In furtherance of these initiatives, in July 2020 20 members of Parliament submitted to the Senate a draft law proposing new amendments to the Companies Law 31/1990.
The draft law proposes numerous amendments – some which are welcome and some which raise questions as to their benefits. This article highlights the main proposed legislative changes and their anticipated effects.
Faster transfers of shares in LLCs
Pursuant to the draft law, it will be faster to transfer shares in limited liability companies (LLCs).
The draft law removes the 30-day opposition period with regard to the transfer of shares to third parties currently provided for by the Companies Law. Thus, transfers of shares to third parties will be able to be carried out within any timeframe conventionally set by the parties involved in the transfer.
However, at present, the transfer of shares to third parties takes more than 30 days (even without an opposition from creditors), as the formalities involving the Trade Register are completed in two stages and the 30-day period runs from the publication of the LLC's shareholders' decision approving the transfer in the Official Gazette, which may take several weeks. Therefore, the time necessary to prepare the corporate approvals relating to the transfer, together with the time that it takes to publish the decision in the Official Gazette and the 30-day opposition period, mean that the transfer of shares to third parties takes approximately 60 days.
Moreover, the draft law allows an LLC's shareholders to establish their own rules regarding the conditions of the transfer of shares to third parties. Thus, the LLC's shareholders will be able to decide in the articles of association to derogate from the imperative rule currently established by the Companies Law, according to which the transfer of shares to third parties is allowed only if it has been approved by shareholders representing at least three-quarters of the company's share capital.

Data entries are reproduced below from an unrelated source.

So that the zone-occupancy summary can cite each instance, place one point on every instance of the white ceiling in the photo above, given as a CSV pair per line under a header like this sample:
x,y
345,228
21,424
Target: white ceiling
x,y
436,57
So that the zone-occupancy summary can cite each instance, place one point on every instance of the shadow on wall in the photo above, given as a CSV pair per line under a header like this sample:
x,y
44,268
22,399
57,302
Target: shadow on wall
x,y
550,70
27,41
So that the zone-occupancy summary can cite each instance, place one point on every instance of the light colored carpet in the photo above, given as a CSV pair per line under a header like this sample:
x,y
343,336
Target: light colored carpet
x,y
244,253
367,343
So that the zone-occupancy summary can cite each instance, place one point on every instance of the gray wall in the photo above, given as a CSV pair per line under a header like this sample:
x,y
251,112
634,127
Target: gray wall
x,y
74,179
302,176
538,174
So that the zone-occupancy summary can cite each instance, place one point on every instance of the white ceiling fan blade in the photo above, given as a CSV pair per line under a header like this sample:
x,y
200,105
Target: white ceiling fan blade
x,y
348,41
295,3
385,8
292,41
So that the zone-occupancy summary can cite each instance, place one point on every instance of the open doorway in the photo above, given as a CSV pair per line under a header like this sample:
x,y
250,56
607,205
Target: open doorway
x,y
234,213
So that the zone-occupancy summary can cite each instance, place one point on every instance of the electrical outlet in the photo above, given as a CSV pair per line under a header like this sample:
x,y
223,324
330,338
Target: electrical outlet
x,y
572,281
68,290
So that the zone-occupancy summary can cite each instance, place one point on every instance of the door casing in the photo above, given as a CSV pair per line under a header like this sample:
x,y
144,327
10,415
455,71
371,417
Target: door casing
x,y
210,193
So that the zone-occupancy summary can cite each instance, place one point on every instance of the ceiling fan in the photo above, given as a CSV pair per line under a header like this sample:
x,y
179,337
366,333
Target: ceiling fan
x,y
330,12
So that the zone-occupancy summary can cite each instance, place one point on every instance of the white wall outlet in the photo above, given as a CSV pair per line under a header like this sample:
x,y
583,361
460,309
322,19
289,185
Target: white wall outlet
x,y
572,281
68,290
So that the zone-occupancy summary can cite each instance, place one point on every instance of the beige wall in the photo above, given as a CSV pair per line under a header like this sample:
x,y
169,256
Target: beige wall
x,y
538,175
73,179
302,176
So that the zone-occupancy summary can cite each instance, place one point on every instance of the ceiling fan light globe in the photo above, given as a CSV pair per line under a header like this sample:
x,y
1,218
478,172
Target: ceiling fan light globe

These changes are welcome as they will help to speed up the transfer process. At present, the opposition period is discouraging, especially given the increasing number and complexity of transactions taking place in the Romanian market. Thus, the obligation to comply with the 30-day opposition period delays transactions (especially, for example, cross-border transactions, which involve the fulfilment of obligations simultaneously and where compliance with a uniform contractual timetable is essential for the quick and successful conclusion of the transaction).
Elimination of minimum threshold of share capital
The draft law also removes the minimum threshold of a company's share capital (approximately €45 at present) and the minimum nominal value for a share (approximately €2 at present). Further, the full payment of share capital when establishing an LLC will no longer be mandatory under the draft law.
However, the implementation of such proposals may not bring real benefits to corporate-related legislation. A company's share capital is not a real cash reserve available to potential creditors, but rather an element in the company's balance sheet that reflects the shareholders' receivables towards the company. Nevertheless, the law should set certain thresholds for the share capital or nominal value of the shares for LLCs as it does for joint stock companies. If the initiators of the draft law consider that the current value of at least approximately €45 and the minimum nominal value of approximately €2 per share prescribed for LLCs by the Companies Law are not aligned with Romania's economic evolution, it would perhaps be more useful to propose new values that reflect the current context.
The draft law has been sent to the government for review. Based on the government's analysis, as well as that of specialised parliamentary committees, the draft law may be amended before a final version is put to a vote in Parliament.
However, it is encouraging that such initiatives are emerging as they are a sign that the legislature is focusing on the needs of Romania's business environment.
Wider reform of companies legislation
The measures proposed in the draft law are not an isolated action, but rather are part of a broader process of reforming Romanian companies legislation.
A series of measures easing the procedure for setting up new companies were introduced at the beginning of July 2020 via Law 102/2020, which amended the Companies Law by, among other things, eliminating the ban on being a sole shareholder in more than one LLC and reducing the number of documents required with regard to registered offices (for further details please see "Parliament eases procedure for setting up new companies").
Further, in July 2020 Law 108/2020 entered into force, amending Law 129/2019 (on preventing and combating money laundering and terrorist financing) with regard to companies' obligations to declare their ultimate beneficial owners (for further details please see "Streamlining procedure for declaring beneficial owners"). Law 108/2020:
- introduced an additional exception to the submission of ultimate beneficial owner statements for legal entities which have only natural persons as shareholders when they are the only ultimate beneficial owners; and
- removed companies' obligation to submit an ultimate beneficial owner statement annually within 15 days of the submission of their financial statements.
This wave of changes in this area is expected to continue, given the list of measures proposed in June 2020 by the Ministry of Justice and the National Office of the Trade Register in order to further debureaucratise the formalities relating to the establishment and operation of Romanian companies and companies' related registrations with the National Office of the Trade Register.